2. Gastrocnemius muscle specimen were cut into two parts from the midline. Following the completion of tissue processing procedures, these two pieces were embedded in the same paraffin block just adjacent but orthogonal to each other, in a way that we obtain the muscle sections in both longitudinal and cross-sectional planes. Therefore, in each five micrometers sections cut from each muscle specimen by using a microtome, involves both longitudinal and cross-sectional profiles of gastrocnemius muscle specimen. TNF-α, NF-κB, CYT C, and CASP3 staining were performed individually in consecutive sections. And photographs of ten randomly chosen fields from each stained sections of each animal (involving both cross and longitudinal profiles of muscle samples) were captured and analyzed for immunostaining intensity. And at the end an image better representing the results was selected.

Reviewer 3 Report

Comments and Suggestions for Authors

1.      Table 1 and table 2 were lost. Please provide Table 1 and table 2.

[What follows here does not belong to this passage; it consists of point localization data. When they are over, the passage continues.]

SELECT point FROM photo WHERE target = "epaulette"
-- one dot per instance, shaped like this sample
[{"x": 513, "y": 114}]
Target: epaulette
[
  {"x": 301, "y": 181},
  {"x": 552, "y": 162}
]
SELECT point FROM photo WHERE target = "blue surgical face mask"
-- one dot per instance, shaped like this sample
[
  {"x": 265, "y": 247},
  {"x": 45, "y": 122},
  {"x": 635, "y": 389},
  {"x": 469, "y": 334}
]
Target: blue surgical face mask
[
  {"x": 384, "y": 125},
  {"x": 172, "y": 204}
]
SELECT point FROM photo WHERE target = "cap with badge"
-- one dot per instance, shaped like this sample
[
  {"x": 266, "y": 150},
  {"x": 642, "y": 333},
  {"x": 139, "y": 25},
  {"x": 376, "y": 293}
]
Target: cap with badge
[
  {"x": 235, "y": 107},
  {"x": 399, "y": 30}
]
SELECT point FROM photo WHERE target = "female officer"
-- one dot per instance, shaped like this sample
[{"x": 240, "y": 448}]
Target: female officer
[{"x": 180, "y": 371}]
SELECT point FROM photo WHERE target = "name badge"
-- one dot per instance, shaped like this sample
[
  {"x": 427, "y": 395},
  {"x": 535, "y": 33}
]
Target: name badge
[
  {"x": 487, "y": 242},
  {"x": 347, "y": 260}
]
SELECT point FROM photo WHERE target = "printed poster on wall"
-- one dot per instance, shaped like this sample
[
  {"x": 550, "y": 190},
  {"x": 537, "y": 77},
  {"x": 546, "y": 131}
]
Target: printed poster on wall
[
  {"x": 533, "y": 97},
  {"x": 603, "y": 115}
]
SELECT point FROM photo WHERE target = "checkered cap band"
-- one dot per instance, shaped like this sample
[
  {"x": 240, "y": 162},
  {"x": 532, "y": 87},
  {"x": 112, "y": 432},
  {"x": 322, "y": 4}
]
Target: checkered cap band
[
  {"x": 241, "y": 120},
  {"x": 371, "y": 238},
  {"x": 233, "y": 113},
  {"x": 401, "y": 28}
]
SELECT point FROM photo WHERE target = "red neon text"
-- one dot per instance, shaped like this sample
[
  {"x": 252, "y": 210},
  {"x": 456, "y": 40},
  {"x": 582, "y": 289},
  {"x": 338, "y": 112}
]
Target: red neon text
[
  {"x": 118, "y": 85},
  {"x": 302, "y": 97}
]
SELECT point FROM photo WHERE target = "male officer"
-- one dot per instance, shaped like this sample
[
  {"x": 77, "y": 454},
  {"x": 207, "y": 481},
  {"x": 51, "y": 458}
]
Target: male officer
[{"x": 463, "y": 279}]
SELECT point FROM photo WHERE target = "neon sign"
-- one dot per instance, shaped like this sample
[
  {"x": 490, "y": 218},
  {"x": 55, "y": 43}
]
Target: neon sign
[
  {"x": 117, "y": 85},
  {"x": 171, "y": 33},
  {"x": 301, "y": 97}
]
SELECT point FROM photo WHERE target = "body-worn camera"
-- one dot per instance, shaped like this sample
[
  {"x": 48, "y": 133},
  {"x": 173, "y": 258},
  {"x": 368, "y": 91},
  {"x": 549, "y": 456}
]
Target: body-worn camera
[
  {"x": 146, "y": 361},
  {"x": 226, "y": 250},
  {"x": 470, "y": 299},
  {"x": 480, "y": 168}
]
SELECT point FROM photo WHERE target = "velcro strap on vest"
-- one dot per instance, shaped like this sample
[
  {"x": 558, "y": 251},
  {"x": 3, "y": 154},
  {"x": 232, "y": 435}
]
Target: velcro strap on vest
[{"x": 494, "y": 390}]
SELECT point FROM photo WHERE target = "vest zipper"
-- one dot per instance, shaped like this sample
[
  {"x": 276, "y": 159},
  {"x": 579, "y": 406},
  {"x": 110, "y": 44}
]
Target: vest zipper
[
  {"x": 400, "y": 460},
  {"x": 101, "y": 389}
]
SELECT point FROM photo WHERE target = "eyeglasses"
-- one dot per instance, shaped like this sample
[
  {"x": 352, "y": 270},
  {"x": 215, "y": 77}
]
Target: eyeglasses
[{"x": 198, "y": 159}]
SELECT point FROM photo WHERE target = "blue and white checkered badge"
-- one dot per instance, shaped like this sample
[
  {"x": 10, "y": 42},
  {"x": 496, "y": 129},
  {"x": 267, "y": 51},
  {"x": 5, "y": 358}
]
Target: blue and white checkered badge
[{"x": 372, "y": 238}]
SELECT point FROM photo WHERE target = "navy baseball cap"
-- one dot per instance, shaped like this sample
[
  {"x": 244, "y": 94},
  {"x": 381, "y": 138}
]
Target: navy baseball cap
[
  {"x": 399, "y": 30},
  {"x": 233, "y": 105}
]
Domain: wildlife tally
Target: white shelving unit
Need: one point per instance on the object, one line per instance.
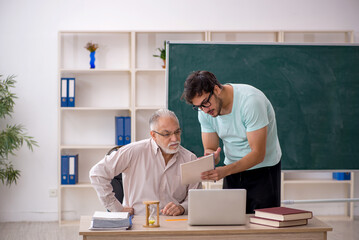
(127, 81)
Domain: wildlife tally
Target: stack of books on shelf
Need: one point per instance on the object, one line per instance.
(111, 221)
(281, 217)
(67, 92)
(69, 169)
(123, 130)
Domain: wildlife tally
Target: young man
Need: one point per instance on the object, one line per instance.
(150, 169)
(244, 119)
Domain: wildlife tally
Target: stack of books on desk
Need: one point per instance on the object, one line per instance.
(111, 221)
(281, 217)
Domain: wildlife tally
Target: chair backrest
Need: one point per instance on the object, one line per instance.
(116, 182)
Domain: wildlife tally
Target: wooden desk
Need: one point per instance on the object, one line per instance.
(315, 229)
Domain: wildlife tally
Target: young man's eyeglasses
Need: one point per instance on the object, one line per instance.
(169, 134)
(205, 104)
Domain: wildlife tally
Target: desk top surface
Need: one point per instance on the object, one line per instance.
(169, 225)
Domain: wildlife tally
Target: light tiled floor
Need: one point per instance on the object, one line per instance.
(342, 230)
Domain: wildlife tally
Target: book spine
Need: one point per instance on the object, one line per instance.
(127, 130)
(71, 92)
(64, 98)
(64, 169)
(119, 125)
(73, 169)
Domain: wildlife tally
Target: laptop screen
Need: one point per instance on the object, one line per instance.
(217, 206)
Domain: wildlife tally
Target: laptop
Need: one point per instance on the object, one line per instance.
(217, 206)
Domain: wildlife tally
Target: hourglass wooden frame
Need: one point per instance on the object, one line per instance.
(148, 203)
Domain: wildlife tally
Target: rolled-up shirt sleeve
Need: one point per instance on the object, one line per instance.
(101, 175)
(184, 204)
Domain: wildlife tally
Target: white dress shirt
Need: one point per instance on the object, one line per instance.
(145, 177)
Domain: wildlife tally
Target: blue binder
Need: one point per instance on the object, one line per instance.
(71, 92)
(127, 130)
(64, 169)
(73, 169)
(119, 125)
(64, 92)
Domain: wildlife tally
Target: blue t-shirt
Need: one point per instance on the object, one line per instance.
(251, 111)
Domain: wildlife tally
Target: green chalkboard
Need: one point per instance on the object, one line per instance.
(314, 90)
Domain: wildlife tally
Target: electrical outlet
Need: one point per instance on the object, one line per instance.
(53, 192)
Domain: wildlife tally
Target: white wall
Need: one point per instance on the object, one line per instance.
(28, 48)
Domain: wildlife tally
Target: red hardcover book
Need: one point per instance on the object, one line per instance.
(276, 223)
(283, 213)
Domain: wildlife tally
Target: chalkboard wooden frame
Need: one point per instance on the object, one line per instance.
(313, 88)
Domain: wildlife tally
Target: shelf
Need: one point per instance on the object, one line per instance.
(149, 108)
(96, 70)
(95, 109)
(151, 70)
(316, 181)
(78, 185)
(86, 146)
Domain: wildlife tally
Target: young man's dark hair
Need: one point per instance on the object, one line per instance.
(197, 83)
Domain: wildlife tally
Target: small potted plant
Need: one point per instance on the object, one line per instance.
(92, 47)
(162, 54)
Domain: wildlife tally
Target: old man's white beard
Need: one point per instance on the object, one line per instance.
(168, 150)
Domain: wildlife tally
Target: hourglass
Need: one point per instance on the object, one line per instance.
(152, 210)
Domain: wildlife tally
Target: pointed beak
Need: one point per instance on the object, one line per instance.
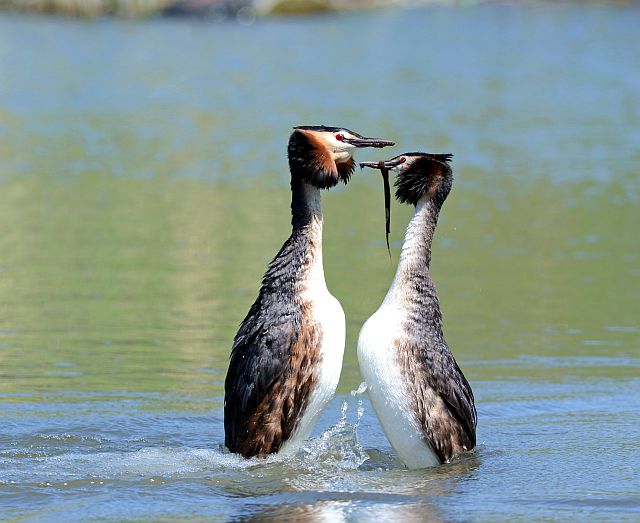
(382, 164)
(369, 142)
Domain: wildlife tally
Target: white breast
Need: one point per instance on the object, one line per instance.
(328, 313)
(388, 389)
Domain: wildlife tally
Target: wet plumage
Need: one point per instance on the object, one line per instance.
(286, 357)
(421, 396)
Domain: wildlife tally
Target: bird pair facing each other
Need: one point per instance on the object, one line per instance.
(287, 355)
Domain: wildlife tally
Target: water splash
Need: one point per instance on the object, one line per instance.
(338, 446)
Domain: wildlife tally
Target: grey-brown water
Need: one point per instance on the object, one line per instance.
(144, 187)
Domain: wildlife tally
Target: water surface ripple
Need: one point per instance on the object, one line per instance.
(144, 187)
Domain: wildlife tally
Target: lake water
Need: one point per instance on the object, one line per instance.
(144, 188)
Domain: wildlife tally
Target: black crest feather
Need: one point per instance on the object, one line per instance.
(428, 173)
(308, 163)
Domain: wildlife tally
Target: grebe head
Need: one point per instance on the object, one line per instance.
(419, 175)
(323, 156)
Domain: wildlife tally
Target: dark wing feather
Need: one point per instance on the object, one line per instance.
(448, 419)
(259, 358)
(454, 389)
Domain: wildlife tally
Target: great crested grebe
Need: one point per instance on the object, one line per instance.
(423, 401)
(287, 355)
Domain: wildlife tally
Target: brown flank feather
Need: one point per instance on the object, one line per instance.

2.      Please assay TAS and TOS of skeletal muscle, and provide the related data.

3.      Please assay the activities of major antioxidant enzymes and the levels of oxidative makers in skeletal muscle.

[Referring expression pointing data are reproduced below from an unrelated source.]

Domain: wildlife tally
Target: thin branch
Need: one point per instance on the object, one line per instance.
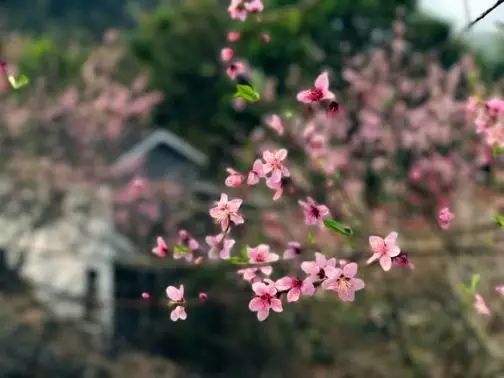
(483, 15)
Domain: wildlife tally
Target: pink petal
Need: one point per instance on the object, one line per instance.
(310, 267)
(322, 82)
(284, 283)
(293, 295)
(304, 96)
(386, 263)
(347, 295)
(281, 154)
(262, 314)
(256, 304)
(391, 238)
(174, 294)
(357, 284)
(377, 243)
(373, 258)
(276, 305)
(350, 270)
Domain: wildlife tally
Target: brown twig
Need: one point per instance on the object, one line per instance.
(482, 15)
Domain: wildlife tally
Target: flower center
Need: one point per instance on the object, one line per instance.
(315, 94)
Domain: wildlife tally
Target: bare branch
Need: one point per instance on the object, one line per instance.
(483, 15)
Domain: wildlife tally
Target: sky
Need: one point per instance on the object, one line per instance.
(454, 11)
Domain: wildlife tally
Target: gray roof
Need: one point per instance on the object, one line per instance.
(161, 137)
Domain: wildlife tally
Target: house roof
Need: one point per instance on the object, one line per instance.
(161, 137)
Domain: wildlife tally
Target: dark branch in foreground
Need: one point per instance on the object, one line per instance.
(483, 15)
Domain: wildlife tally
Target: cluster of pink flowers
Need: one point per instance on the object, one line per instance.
(489, 120)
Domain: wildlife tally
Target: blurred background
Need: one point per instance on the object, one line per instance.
(124, 134)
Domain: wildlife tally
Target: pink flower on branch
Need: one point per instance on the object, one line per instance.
(176, 296)
(500, 289)
(344, 282)
(185, 239)
(234, 179)
(161, 248)
(220, 247)
(275, 123)
(295, 287)
(252, 274)
(273, 164)
(256, 173)
(384, 249)
(313, 211)
(233, 36)
(321, 268)
(227, 54)
(237, 10)
(264, 300)
(236, 69)
(293, 250)
(480, 305)
(319, 92)
(445, 217)
(254, 6)
(261, 254)
(226, 211)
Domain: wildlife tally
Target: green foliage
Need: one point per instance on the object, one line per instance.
(247, 93)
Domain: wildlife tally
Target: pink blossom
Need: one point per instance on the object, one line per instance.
(256, 173)
(145, 295)
(319, 92)
(235, 69)
(261, 254)
(277, 187)
(227, 54)
(237, 10)
(226, 211)
(313, 211)
(500, 289)
(264, 300)
(161, 249)
(178, 313)
(295, 287)
(480, 305)
(185, 239)
(343, 282)
(445, 217)
(275, 122)
(202, 296)
(254, 6)
(252, 274)
(321, 268)
(233, 36)
(495, 106)
(384, 250)
(220, 247)
(176, 296)
(234, 179)
(293, 250)
(273, 163)
(402, 261)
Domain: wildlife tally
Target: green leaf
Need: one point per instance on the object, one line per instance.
(498, 150)
(181, 249)
(336, 226)
(475, 281)
(499, 218)
(247, 93)
(18, 83)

4.      Please indicate the exact location of skeletal muscle used in histopathological and immunohistochemical analysis. In figure 1 – 3, there are significant differences in the structure of skeletal muscle.

Author Response

Dear Editor,

We thank the reviewers for their valuable opinions and contributions to our study. We carefully evaluated the valuable reviewer opinions and made the necessary changes to our manuscript according to these suggestions. We indicate the changes made below.

Reviewer3
Comments:

1. Table 1 and Table 2 were lost. Please provide Table 1 and Table 2.
2. Please assay TAS and TOS of skeletal muscle and provide the related data.
3. Please assay the activities of major antioxidant enzymes and the levels of oxidative markers in skeletal muscle.
4. Please indicate the exact location of skeletal muscle used in histopathological and immunohistochemical analysis. In Figures 1–3, there are significant differences in the structure of skeletal muscle.

Response:
We appreciate the reviewer for their insightful remarks. Tables 1 and 2, along with their respective titles and descriptions, are contained in the "Tables" file for your examination. Furthermore, each table is supplemented by a comprehensive explanation.

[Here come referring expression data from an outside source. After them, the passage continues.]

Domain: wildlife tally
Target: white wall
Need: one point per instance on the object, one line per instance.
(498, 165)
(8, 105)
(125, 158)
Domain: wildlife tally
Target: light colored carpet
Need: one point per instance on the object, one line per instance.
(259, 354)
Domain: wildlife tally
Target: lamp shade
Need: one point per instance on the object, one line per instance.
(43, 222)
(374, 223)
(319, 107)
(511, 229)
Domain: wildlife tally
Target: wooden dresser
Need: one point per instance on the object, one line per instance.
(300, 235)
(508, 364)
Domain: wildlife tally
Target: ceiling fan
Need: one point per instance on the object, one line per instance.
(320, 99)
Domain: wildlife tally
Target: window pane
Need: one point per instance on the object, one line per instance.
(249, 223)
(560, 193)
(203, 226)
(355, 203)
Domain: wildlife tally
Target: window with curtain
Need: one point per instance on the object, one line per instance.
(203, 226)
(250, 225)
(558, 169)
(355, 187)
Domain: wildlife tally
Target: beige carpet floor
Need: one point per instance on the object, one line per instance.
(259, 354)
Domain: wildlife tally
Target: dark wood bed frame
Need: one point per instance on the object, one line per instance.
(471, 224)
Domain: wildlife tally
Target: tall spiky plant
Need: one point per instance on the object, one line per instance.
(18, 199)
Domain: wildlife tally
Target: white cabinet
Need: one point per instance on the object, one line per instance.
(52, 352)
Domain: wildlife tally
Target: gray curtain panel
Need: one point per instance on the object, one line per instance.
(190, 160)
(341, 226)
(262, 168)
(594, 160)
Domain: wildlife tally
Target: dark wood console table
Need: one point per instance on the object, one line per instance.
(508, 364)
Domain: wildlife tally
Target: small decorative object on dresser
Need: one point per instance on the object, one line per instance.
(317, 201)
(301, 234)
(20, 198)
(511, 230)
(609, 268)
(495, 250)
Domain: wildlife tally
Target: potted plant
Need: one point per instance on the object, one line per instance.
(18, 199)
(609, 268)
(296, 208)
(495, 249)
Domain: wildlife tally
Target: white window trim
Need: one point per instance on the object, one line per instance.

4. Gastrocnemius muscle specimen were cut into two parts from the midline. Following the completion of tissue processing procedures, these two pieces were embedded in the same paraffin block just adjacent but orthogonal to each other, in a way that we obtain the muscle sections in both longitudinal and cross-sectional planes. Therefore, in each five micrometers sections cut from each muscle specimen by using a microtome, involves both longitudinal and cross-sectional profiles of gastrocnemius muscle specimen. TNF-α, NF-κB, CYT C, and CASP3 staining were performed individually in consecutive sections. And photographs of ten randomly chosen fields from each stained sections of each animal (involving both cross and longitudinal profiles of muscle samples) were captured and analyzed for immunostaining intensity. And at the end an image better representing the results was selected.

Round 2

Reviewer 1 Report

Comments and Suggestions for Authors

Considering that the authors have corrected the manuscript in accordance with the recommendations, the reviewer suggests to the editorial board of the journal accepting the proposed manuscript.